Clay's relentless and vociferous criticism of Andrew Jackson has often been dismissed as sour grapes. From the perspective of a man devoted to the perpetuation of the Union, however, one concerned that a popular military hero—an American Bonaparte—could overwhelm the fragile young republic, his opposition is more plausible and respectable. As Clay read Jackson's character, he saw a man so governed by his own passions and so good at reflecting the people's that he was inherently dangerous to constitutional government. The Heidlers' portrait of Jackson argues that Clay's fears were far from groundless.

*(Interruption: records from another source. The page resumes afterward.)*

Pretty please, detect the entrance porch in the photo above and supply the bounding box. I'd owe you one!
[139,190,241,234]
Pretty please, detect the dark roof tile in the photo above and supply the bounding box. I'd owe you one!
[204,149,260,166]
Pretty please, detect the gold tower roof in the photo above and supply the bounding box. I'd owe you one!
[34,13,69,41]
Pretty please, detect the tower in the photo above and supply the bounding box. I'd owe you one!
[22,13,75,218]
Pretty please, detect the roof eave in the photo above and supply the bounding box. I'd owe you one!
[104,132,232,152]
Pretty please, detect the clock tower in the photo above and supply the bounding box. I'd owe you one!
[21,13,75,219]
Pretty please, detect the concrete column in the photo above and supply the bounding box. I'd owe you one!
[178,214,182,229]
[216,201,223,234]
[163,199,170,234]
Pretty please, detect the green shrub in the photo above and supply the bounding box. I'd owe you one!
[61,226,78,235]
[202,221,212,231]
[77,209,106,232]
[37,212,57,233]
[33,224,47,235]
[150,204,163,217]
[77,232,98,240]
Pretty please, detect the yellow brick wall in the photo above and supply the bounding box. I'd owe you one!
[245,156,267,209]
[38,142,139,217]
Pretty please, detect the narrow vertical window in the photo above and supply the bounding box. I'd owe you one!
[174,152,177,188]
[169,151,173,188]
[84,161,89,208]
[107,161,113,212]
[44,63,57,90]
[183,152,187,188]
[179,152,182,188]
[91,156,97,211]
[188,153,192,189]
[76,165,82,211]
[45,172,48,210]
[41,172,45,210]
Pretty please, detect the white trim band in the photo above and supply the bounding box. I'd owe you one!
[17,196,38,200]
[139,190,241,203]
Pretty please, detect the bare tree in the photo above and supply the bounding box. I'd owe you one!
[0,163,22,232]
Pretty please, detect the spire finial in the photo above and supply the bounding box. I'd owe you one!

Having seen several fledgling republics fall victim to military dictatorship, Clay believed a peaceful, stable, commercial republic was America's only hope for enduring. It was this desire to vindicate the founding, as both a practical enterprise that would benefit Americans and a moral ideal that would inspire mankind, that made Clay "essentially American." By no means a pacifist—Clay first rose to national prominence as the leader of the fiery "War Hawk" Congress in 1811—he nevertheless recognized that the essence of America was not glory and conquest, but progress and development. Clay believed in building America's economic system through "internal improvements" (we would call them "infrastructure"), which would bind the sections of the nation together and allow Americans to prosper by living peaceably with other nations and one another.

The prosperity Clay envisioned was not only an economic good in itself but a political one. A thriving America would be too busy, and have too much at stake, to permit disagreements over slavery to escalate into war. Instead, a prosperous nation would have the wherewithal to pursue a policy of gradual, compensated emancipation. One of the few ways Henry Clay's story is not tragic is that he died before it became clear that this lovely dream was impossible.